(282g) Differentiable Physics-Based Surrogate Models and Automated Sensor Placement Optimization for Efficient Risk Control of Chemical Leaks

The accidental release of hazardous chemicals can lead to large-scale industrial disasters, such as fires, explosions, or poisoning. Detection and appropriate response to chemical leaks are crucial in preventing such accidents. In this study, we propose the optimization process defines a refined risk function and objective function that includes coverage, rather than just reducing detection time. This allows for more accurate and effective optimization of sensor placement, specifically tailored to real-world industrial scenarios, while still operating robustly in new scenarios.

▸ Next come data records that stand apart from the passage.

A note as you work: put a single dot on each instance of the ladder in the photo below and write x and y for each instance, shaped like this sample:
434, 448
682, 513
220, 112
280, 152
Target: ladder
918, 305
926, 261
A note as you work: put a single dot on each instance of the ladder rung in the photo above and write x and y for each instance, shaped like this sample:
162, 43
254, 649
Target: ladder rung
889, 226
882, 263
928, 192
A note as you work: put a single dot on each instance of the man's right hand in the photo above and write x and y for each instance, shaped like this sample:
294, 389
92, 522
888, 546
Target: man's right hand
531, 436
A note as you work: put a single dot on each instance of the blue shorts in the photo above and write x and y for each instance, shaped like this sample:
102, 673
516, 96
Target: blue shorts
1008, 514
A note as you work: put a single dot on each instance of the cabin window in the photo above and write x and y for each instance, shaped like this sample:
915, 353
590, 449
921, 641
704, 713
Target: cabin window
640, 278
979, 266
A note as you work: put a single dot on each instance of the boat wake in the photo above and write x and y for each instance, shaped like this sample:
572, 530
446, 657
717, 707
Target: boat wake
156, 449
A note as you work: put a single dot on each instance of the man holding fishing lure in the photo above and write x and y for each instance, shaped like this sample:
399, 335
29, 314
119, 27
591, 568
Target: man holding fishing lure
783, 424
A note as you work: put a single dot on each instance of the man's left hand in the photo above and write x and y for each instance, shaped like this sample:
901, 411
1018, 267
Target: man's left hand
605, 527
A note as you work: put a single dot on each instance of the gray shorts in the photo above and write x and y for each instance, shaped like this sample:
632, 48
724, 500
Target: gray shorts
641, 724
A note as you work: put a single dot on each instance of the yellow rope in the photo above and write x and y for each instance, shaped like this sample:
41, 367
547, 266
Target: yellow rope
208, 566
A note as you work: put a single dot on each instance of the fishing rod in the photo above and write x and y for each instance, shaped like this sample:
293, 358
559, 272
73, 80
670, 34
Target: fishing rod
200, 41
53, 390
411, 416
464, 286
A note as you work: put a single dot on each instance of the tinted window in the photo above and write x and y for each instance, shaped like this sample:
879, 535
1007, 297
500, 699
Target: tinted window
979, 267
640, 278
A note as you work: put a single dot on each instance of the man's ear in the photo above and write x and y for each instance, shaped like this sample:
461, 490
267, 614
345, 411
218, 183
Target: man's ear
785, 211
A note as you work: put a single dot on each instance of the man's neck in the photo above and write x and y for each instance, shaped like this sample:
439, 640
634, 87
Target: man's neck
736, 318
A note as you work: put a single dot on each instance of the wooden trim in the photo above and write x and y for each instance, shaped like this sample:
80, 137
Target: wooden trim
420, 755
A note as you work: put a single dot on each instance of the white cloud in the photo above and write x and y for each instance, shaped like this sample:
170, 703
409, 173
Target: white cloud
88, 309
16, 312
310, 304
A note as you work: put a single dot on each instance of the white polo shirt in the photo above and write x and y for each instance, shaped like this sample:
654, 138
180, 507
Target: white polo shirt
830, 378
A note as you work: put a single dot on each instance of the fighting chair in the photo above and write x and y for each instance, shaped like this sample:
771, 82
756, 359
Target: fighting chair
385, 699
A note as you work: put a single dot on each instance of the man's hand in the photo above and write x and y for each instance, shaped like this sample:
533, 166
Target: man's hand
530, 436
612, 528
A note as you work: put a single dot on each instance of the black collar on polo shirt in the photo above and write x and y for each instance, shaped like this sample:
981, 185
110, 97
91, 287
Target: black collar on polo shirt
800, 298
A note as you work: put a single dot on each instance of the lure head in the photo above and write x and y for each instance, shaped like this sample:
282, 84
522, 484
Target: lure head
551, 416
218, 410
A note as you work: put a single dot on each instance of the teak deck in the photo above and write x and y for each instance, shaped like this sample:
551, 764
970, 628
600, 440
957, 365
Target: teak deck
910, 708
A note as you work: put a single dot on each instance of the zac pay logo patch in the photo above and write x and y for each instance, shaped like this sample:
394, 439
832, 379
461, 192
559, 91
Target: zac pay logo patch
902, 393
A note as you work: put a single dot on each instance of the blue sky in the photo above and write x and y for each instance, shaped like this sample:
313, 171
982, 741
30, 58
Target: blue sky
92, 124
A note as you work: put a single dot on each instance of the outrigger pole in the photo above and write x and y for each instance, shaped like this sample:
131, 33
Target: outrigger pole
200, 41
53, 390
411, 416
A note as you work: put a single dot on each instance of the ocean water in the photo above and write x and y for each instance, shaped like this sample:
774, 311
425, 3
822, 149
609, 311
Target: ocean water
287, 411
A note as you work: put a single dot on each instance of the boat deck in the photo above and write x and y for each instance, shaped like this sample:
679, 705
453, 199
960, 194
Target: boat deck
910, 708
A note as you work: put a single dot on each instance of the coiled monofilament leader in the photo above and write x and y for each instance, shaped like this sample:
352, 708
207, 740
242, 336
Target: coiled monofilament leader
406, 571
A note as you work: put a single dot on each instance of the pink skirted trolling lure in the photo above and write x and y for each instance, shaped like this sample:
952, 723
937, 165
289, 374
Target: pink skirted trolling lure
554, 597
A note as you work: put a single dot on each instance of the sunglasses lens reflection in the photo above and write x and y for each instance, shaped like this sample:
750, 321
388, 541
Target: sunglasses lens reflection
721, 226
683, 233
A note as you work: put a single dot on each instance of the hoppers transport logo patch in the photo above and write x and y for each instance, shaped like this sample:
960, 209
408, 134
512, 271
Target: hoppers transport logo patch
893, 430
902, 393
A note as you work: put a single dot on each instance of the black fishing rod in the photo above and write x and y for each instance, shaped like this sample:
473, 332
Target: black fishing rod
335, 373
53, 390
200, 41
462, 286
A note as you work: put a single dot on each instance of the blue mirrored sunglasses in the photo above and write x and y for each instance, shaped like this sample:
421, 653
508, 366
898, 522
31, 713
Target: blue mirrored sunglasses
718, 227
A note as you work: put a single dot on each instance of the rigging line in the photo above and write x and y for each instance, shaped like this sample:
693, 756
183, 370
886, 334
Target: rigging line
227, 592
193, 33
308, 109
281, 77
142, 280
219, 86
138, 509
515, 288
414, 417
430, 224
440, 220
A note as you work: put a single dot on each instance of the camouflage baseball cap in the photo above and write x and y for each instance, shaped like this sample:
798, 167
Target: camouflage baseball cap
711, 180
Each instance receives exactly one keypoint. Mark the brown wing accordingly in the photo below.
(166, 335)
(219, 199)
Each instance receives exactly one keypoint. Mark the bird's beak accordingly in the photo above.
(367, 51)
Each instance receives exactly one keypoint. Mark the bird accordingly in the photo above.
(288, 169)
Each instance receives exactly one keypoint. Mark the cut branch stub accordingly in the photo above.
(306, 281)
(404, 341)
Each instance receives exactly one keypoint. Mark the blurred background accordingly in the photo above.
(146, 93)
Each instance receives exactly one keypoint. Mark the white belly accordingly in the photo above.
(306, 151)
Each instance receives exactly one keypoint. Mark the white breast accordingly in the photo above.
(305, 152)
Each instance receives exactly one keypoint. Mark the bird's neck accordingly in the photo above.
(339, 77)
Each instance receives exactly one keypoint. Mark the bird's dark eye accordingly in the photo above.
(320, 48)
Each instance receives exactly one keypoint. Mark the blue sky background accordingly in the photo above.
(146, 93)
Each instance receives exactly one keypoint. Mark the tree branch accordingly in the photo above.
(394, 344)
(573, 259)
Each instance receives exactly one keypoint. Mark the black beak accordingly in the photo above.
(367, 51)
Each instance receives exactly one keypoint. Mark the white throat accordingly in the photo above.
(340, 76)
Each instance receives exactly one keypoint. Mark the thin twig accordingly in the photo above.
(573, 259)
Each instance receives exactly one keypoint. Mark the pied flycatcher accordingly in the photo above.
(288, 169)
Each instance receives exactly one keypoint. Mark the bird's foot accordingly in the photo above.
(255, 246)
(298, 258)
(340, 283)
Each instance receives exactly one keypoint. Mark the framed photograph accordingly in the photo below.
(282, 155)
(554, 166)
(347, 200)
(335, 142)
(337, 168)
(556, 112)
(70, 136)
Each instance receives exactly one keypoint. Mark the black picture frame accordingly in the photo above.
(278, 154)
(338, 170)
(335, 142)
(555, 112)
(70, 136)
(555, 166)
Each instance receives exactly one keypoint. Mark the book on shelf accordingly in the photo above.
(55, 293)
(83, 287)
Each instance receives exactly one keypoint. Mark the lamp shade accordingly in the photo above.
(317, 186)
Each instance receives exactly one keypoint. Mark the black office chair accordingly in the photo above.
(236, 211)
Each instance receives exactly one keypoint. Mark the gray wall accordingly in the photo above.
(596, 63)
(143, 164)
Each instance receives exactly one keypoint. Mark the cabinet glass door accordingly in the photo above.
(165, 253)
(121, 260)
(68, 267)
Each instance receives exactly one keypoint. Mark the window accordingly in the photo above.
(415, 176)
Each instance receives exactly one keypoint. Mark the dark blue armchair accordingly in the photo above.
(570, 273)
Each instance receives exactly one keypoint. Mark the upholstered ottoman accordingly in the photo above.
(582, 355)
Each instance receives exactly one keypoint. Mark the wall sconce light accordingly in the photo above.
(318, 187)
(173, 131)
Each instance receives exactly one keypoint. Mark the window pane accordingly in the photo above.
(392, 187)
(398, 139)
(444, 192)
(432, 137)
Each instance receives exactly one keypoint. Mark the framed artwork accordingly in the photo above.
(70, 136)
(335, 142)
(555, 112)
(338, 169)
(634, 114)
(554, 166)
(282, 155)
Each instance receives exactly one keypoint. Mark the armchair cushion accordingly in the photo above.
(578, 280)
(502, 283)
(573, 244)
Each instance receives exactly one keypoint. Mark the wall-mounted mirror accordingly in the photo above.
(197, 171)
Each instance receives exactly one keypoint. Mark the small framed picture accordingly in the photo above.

We present a framework for detecting chemical leaks using a differentiable physics-based surrogate model and a sensor placement optimization tool, which combines a limited number of sensors. The surrogate model is developed based on differentiable physics and provides faster results than traditional CFD tools. By optimizing the sensor placement, this framework can quickly respond to chemical leaks. The surrogate model can also be combined with a CNN-based deep learning model to provide high-resolution outputs from low-resolution inputs. Using MINLP, sensor placement optimization can be performed, taking into account various constraints. Overall, this study has the potential to contribute to the development of effective solutions for detecting and preventing the uncertainty of chemical leaks.